What is 1m+.95m? This is a question in high school physics?
And horizontally the distance traversed is 0 m.
Or is the question trying to get you to add up the total distance travelled until it come to a standstil?
before bounce 2
So 1 m + 2x0.95
before bounce 3
So 1 m + 2x0.95 + 2x(0.95x0.95)
before bounce 4
So 1 m + 2x0.95 + 2x(0.95x0.95)+2x(0.95x0.95x0.95)
and so on to bounce n
1 m + 2x0.95 + 2x(0.95)^2+2x(0.95)^3 +...2x(0.95)^n-1
which I make tends towards 39 m, but check the maths.
1m+(2*0.95m)+(2*0.9m)+(2*0.8m)+...+(2*.05m)+0
2m (2000cm)
So the series is,
1 + 2(0.95) + 2(0.95)^2 + 2(0.95)^3 +...
all in meter. Which can be written as,
1 + 2*(Summation over n={1,infinity}(0.95^n)) = 1 + 2*(1/(1-0.95)-1)
Which comes to 39m
To determine the total distance traversed by the ball, we need to calculate the sum of the distances covered during both the upward and downward paths.
First, let's calculate the distance covered during the upward path:
The ball is dropped from a height of 1 m and reaches a height of 95 cm after bouncing.
Therefore, the distance covered in the upward path is the difference between the initial height (1 m) and the maximum height reached after bouncing (95 cm).
Converting the heights to meters, we have:
Initial height = 1 m
Maximum height reached = 95 cm = 0.95 m
Distance covered in upward path = Initial height - Maximum height reached
= 1 m - 0.95 m
= 0.05 m (or 5 cm)
Now let's calculate the distance covered during the downward path:
During the downward path, the ball covers the same distance as the upward path, plus the additional distance from the maximum height reached to the ground.
Distance covered in downward path = Distance covered in upward path + Additional distance to the ground
The additional distance to the ground is calculated as the difference between the initial height (1 m) and the maximum height reached (0.95 m).

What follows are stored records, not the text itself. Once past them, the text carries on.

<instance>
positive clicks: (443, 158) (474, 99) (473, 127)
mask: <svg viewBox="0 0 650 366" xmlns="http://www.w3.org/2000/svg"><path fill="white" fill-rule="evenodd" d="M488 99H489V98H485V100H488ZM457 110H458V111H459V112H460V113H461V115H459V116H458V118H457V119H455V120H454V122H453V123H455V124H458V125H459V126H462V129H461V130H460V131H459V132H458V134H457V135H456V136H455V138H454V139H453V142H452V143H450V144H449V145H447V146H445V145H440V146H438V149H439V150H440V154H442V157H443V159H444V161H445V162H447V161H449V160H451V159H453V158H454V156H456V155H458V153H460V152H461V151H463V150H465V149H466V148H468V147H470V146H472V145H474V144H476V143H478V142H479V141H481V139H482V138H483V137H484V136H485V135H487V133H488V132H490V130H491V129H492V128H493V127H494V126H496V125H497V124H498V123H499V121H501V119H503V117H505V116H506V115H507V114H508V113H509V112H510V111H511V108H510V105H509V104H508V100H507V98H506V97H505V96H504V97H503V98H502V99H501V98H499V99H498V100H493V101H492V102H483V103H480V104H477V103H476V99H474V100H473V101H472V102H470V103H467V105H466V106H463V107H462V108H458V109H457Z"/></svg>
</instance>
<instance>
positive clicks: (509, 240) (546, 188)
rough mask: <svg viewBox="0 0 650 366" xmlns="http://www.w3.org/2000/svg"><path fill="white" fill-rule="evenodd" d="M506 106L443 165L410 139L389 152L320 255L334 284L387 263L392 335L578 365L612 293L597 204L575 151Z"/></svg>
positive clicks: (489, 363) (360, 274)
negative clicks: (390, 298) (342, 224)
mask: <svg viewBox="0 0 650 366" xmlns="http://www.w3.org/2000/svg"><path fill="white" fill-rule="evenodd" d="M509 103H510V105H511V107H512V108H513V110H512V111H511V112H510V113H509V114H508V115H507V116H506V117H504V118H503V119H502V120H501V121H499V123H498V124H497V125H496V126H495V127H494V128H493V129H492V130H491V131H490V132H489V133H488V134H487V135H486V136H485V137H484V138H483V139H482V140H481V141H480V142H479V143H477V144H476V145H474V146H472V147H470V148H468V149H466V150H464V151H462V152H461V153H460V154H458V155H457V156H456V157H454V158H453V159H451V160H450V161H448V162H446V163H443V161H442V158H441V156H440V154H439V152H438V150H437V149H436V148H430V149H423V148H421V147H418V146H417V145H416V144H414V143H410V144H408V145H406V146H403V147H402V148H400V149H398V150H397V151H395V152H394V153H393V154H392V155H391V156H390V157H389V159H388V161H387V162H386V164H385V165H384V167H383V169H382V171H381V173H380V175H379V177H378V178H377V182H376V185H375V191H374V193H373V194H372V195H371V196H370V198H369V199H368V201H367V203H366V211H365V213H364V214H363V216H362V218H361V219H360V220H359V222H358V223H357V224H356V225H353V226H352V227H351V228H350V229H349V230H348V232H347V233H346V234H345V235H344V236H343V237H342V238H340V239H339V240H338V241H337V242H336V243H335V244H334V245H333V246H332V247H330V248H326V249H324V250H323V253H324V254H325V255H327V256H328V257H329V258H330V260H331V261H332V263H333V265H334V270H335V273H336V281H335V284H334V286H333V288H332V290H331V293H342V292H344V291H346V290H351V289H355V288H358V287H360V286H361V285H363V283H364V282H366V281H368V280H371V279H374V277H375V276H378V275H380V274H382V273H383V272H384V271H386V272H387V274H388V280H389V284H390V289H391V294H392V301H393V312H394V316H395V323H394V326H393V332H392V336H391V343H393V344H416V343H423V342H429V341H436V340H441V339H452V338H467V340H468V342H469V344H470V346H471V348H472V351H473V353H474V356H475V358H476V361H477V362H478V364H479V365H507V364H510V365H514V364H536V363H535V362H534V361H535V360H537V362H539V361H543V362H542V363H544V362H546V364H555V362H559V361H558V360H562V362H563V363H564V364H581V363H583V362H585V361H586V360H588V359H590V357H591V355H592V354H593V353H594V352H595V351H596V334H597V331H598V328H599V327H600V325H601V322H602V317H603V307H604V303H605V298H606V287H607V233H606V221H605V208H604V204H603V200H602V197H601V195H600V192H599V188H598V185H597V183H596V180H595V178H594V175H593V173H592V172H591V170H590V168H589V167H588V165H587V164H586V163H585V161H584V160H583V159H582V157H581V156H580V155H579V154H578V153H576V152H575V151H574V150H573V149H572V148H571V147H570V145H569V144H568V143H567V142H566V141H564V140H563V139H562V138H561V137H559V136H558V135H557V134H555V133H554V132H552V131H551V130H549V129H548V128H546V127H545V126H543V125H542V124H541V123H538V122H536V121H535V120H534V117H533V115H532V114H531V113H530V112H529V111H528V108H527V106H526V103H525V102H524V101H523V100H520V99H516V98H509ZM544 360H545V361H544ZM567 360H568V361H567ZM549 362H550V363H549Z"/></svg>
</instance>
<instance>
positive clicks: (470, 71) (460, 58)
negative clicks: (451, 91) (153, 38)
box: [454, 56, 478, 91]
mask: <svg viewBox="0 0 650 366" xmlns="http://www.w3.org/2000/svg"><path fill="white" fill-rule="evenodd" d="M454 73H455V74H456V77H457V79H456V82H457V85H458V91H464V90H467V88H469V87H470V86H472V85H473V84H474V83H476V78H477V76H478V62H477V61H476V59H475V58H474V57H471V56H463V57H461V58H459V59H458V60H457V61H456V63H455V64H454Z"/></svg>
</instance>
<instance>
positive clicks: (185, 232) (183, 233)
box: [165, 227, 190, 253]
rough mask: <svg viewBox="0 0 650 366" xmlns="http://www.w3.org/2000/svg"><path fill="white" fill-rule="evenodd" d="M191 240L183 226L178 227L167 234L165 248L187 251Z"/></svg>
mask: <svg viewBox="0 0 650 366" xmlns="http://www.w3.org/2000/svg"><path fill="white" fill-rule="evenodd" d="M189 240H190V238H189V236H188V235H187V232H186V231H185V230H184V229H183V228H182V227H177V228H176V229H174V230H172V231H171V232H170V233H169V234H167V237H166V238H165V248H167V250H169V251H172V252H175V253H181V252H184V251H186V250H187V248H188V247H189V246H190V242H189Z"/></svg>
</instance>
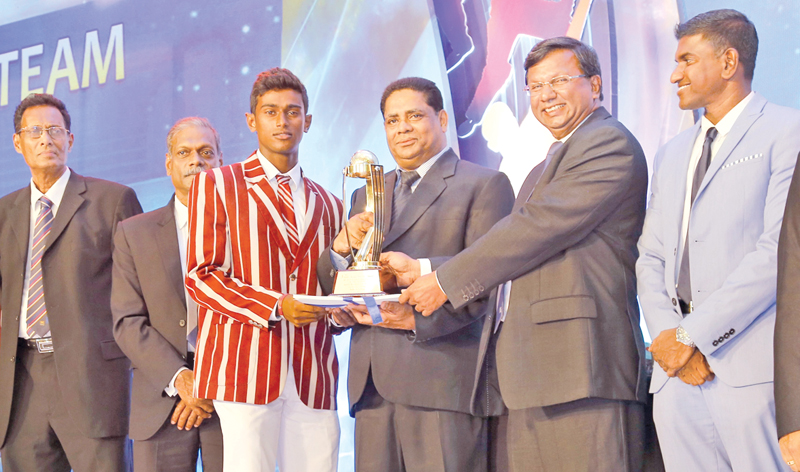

Additional distance to the ground = Initial height - Maximum height reached
= 1 m - 0.95 m
= 0.05 m (or 5 cm)
Distance covered in downward path = Distance covered in upward path + Additional distance to the ground
= 0.05 m + 0.05 m
= 0.1 m (or 10 cm)
Finally, to find the total distance traversed by the ball, we add the distances covered during both the upward and downward paths:
Total Distance = Distance covered in upward path + Distance covered in downward path
= 0.05 m + 0.1 m
= 0.15 m (or 15 cm)
Therefore, the total distance traversed by the ball is 0.15 meters (or 15 centimeters).